Car rental giant Hertz just expanded its BEV sale, with used Tesla Model 3s now available for under $20,000. Hertz hopes to sell 30,000 BEVs as part of its exit from the BEV market, but the 89% increase in BEV depreciation costs (about $537 per vehicle per month) has impacted the bottom line. Tesla's own price cuts apparently had a domino effect on the used BEV market.
Meanwhile, the Detroit Free Press reported in October that “it's been a loud, turbulent and troubling year.” [Stellantis]the automaker that owns the Jeep, Ram, Chrysler, Dodge and Fiat brands, and the future is not entirely clear.” In 2024, the newspaper said, Stellantis has U.S. sales declining by 20% or more in consecutive quarterly reports recorded after making “mind-blowing gains” in 2023. The company has also stopped production at its Italian factories several times this year.
Elsewhere in Europe, despite equally draconian BEV regulations, automakers are panicking about the huge gap between customer choice and government regulations.
Germany's largest car insurer reported that one in three BEV owners switched back to gasoline or diesel vehicles this year, up from 14% in 2021. The decline could be due to the elimination of taxpayer-funded rebates of $4,900 to $6,500 be. Or perhaps, as a German reporter noted: “Electric cars apparently cannot convince many owners to stick with this form of drive in the long term.”
The situation in Germany is so bad that for the first time in its 87-year history, Volkswagen plans to close “at least” three of its factories, lay off tens of thousands of employees and downsize its remaining German plants.
A recent survey found that only 29% of Germans would comply with a law forcing them to buy BEVs, and only 18% would consider a BEV for their next purchase. Worse still, only 3.6% of ICE drivers switched to BEVs in Germany this year, and BEVs made up just 2.9% of all vehicles on Germany's highways.
The collapse of Germany's ruling coalition is partly due to its continued commitment to ban the sale of most internal combustion engine vehicles by 2035. Germany also suffers from high electricity costs, which are largely caused by taxes and only increase the cost of an overall package. Electric vehicle fleet. The influx of cheap Chinese BEVs only worsens Germany's plight in a country that depends on automobiles for 8% of its annual economic output and 16% of its exports.

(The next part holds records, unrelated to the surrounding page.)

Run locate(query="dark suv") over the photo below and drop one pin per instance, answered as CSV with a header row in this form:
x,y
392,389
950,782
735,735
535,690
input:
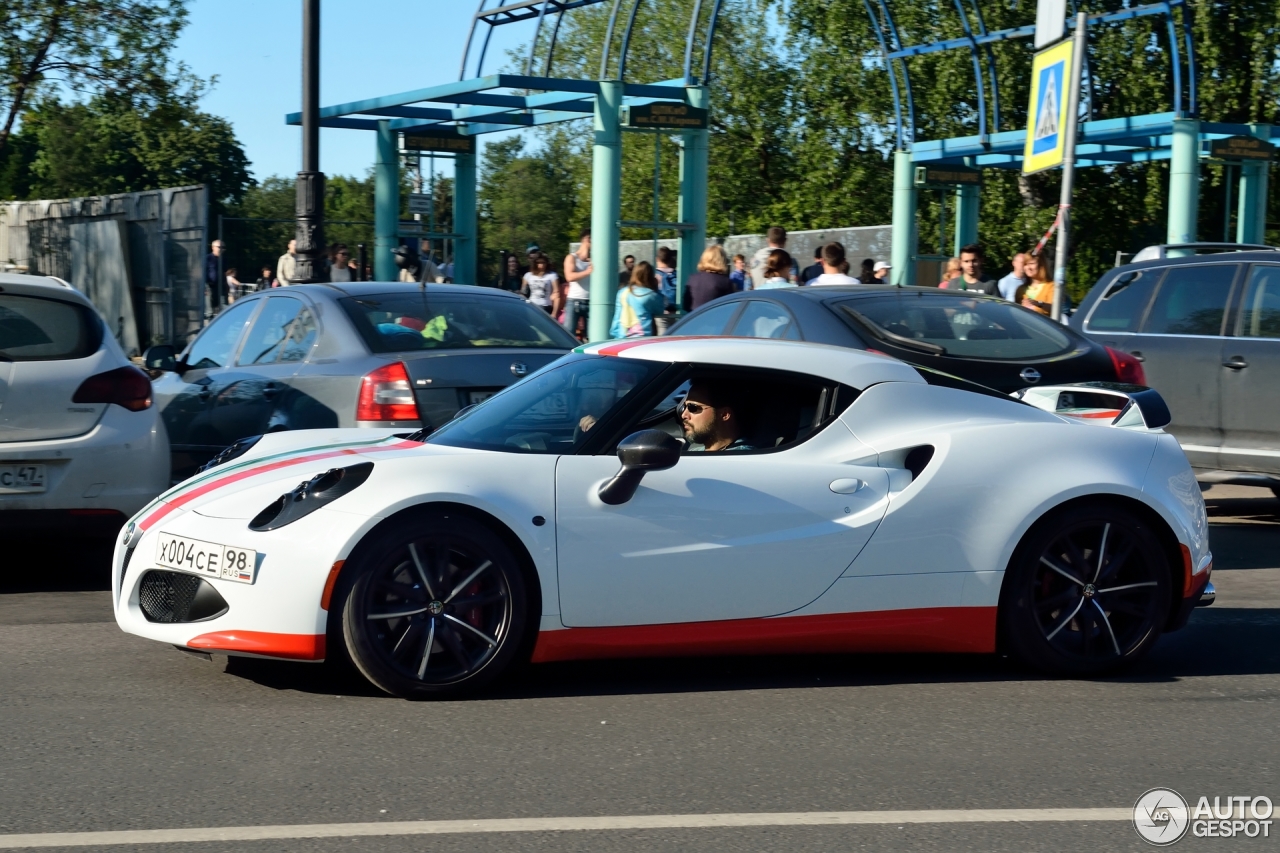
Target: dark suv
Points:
x,y
1206,329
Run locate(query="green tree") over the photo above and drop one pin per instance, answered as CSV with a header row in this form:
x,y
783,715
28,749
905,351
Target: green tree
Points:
x,y
87,46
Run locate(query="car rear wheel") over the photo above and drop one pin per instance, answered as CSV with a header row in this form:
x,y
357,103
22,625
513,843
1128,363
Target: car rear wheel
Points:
x,y
1088,592
437,607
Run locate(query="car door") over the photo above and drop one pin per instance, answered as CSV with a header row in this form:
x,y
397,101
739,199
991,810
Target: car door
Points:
x,y
720,536
1251,377
254,396
186,400
1180,346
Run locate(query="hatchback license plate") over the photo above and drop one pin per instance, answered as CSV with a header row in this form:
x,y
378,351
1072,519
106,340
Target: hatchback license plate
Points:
x,y
22,478
206,559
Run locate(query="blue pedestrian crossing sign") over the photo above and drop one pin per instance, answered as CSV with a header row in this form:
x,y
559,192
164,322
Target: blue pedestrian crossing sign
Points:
x,y
1046,118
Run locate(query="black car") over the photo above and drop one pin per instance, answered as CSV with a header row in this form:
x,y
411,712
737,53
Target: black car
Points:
x,y
979,338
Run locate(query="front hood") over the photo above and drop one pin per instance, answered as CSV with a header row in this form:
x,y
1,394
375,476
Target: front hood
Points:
x,y
243,487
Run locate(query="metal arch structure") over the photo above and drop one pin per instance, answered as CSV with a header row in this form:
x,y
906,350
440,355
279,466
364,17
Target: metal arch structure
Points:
x,y
455,113
1176,135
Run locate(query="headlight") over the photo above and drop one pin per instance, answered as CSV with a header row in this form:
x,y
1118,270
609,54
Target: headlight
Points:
x,y
236,450
310,496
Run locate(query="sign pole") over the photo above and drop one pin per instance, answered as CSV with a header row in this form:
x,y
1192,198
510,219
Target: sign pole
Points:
x,y
1073,122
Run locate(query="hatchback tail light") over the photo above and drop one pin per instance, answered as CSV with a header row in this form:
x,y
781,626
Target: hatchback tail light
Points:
x,y
1128,369
387,395
126,387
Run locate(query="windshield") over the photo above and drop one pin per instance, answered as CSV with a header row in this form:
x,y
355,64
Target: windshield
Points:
x,y
551,411
40,329
976,328
417,320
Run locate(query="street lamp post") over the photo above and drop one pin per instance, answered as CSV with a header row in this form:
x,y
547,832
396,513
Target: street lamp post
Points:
x,y
310,199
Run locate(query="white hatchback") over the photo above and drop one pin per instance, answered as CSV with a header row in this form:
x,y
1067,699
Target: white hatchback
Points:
x,y
81,445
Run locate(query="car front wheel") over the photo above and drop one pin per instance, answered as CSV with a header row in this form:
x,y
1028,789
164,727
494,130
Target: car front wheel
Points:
x,y
1088,592
437,607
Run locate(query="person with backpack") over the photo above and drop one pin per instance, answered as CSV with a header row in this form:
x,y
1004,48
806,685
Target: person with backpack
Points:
x,y
638,305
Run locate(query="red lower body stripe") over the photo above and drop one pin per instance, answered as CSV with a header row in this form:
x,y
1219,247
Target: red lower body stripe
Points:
x,y
295,647
931,629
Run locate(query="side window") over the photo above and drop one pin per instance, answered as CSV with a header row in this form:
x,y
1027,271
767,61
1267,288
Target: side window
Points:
x,y
718,410
711,322
1124,302
283,331
1192,300
762,319
1260,309
216,345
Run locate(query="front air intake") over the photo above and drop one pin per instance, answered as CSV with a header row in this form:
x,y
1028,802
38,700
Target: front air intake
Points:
x,y
178,597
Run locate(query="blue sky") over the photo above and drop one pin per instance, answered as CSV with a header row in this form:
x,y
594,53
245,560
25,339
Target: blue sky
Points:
x,y
369,48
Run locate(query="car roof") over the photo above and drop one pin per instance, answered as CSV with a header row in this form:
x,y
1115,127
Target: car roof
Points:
x,y
371,288
855,368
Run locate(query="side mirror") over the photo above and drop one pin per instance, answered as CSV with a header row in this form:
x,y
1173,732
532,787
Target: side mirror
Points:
x,y
160,356
649,450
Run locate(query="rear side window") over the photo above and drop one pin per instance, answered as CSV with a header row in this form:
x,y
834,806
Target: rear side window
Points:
x,y
762,319
419,320
1192,300
37,329
1260,309
974,328
1123,304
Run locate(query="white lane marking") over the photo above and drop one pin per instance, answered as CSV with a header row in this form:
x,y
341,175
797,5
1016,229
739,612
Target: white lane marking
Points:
x,y
563,824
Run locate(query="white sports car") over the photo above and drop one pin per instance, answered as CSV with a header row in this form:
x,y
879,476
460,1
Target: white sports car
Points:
x,y
684,496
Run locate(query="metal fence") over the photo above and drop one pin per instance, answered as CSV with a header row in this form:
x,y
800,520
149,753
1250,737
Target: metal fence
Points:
x,y
137,255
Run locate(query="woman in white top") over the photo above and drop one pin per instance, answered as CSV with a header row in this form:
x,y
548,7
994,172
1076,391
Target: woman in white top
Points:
x,y
835,267
539,283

According to the BBC, sales of BEVs in the UK are not keeping up with the overall market. While fleet BEV sales increased, sales of BEVs to individuals fell 7.7%, due (according to the Society of Motor Manufacturers and Traders) to “low growth, weak consumer confidence and high interest rates.” This led SMMT to urge the Starmer government to create incentives to encourage private buyers to opt for BEVs.
As Jaguar rebrands itself to appeal to a social fringe, British carmakers have been shocked by an appeal court ruling that car dealers have a “fiduciary duty” to inform customers about bonuses, commissions and fees they receive from lenders.
Lenders responded by banning car dealers from receiving commissions on 90% of vehicles purchased through auto loans. The decision could lead to the closure of car dealerships and force people to buy directly from the manufacturer, mostly unnoticed. But it could also lead to a significant downturn in car purchases as people become accustomed to dealers rather than bankers.
It remains to be seen how the new Trump administration will impact the BEV market. Trump repeatedly emphasizes that BEVs have a role to play while disparaging automakers now venturing into hydrogen-based fuel systems. But if subsidies go away as expected, will the BEV revolution just slow or come to a complete halt?
That may depend in large part on how automakers respond to the change in time and money.